3. The usage of the monitor. Main screens.

3.1. A few notes about the references and the buttons.

This monitor use standard HTTP technology. Almost all object names, just as an interface names, and menu bars on the screens are the html references and opens new screens (in the same or another window) when you click into them.

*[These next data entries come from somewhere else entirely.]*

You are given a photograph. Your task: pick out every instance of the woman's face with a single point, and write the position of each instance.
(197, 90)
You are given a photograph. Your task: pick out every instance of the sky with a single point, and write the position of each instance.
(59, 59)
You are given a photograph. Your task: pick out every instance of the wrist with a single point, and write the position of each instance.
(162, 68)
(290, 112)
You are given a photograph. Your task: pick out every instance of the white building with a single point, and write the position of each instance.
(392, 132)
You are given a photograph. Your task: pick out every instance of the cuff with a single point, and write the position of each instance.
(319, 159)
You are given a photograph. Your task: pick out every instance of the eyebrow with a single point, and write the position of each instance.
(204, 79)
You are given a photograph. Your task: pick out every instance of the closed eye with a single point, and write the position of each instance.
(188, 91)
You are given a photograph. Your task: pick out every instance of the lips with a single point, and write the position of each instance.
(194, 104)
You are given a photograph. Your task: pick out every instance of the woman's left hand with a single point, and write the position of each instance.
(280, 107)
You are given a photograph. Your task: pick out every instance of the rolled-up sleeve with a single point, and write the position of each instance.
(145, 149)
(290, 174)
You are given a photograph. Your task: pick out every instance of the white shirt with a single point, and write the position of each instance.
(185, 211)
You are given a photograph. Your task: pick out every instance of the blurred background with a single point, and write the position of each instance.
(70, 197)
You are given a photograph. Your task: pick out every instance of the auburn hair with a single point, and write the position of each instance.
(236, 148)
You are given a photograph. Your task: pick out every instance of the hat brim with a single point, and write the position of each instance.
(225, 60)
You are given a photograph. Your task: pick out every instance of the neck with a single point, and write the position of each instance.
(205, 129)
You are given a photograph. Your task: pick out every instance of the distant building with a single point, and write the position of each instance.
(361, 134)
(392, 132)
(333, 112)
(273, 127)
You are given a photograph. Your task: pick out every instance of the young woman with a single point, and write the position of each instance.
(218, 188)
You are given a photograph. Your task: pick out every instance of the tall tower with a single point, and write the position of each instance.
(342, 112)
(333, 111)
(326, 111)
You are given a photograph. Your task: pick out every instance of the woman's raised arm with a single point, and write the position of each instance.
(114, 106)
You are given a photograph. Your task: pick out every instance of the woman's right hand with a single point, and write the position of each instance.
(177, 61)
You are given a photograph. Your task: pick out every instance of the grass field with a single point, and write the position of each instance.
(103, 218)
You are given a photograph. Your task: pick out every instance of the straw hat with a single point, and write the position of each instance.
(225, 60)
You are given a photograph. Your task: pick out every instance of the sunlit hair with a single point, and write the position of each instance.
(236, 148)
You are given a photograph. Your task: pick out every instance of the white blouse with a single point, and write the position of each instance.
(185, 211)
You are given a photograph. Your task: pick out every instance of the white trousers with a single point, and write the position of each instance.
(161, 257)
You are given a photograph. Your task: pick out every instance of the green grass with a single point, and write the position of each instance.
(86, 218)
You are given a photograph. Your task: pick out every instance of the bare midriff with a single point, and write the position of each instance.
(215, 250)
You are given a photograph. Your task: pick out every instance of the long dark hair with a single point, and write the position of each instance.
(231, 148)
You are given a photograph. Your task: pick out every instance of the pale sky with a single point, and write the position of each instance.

As usial, you can always choose new window for any reference by the middle mouse button (in case of 3-button mouse) or by pressing the right button and selection from the menu.

Remember that, if the reference you choose usially opens in the new external (and named) window (such as LINK window), and this window (1) exists and (2) minimized, you (in dependence of your OS) have a chance don't see the new document at once, you should found and open the minimized window first.

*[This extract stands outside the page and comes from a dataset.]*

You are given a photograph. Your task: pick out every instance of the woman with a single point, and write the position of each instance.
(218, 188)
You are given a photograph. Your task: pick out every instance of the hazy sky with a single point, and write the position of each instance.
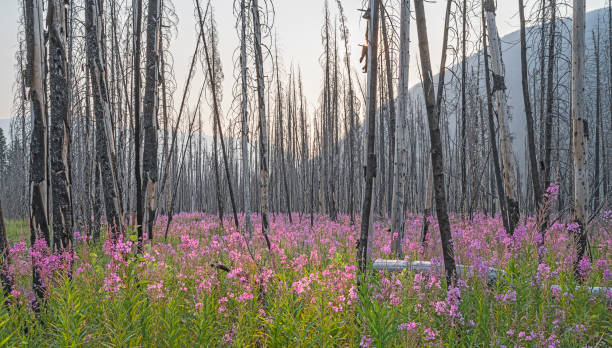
(298, 26)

3.2. Usage of the monitor.

When you work with the monitor, almost all usefull information can be shown in the MONITOR screem. It should be the TOTAL or ALARM network views, just as the network snapshort or the system journal.

There is 3 types of the screens (frames) in the monitor. First type are those screens which are refreshed periodically - this are SHORT, TOTAL, ALARMS screens called by the main menu buttons. This screens are refreshed every 30 or 60 seconds, and are previously prepared by the mon_daemon (which update the html files every 30 seconds). This views are the main network views, but they show the view with some (30 - 40) seconds delay, because they are not calculated _on the fly_ due to the performanse reasons. Through, 'snapshort' view is built just when it is called, on the fly.

The second type of the picturs is the router pictures showed in the ROUTER window (or the frame). This views are calculated on the fly and refresh every 30 seconds (if you don't use T=time parametr). Do not run too many such views in a time - you have a chance to overload http server.

The third type - static views and menus, they are calculated on the fly but do not refresh automatically.

Every refreshed screen have an information about the time and status number when it was calculated, they are shown on the top of the screens TOTAL, ROUTER, ALARM and simular. In case of the troubles (for example, snmpstatd is dead of mon_daemon freese) you can see the valuable difference between the current time and the time of this status.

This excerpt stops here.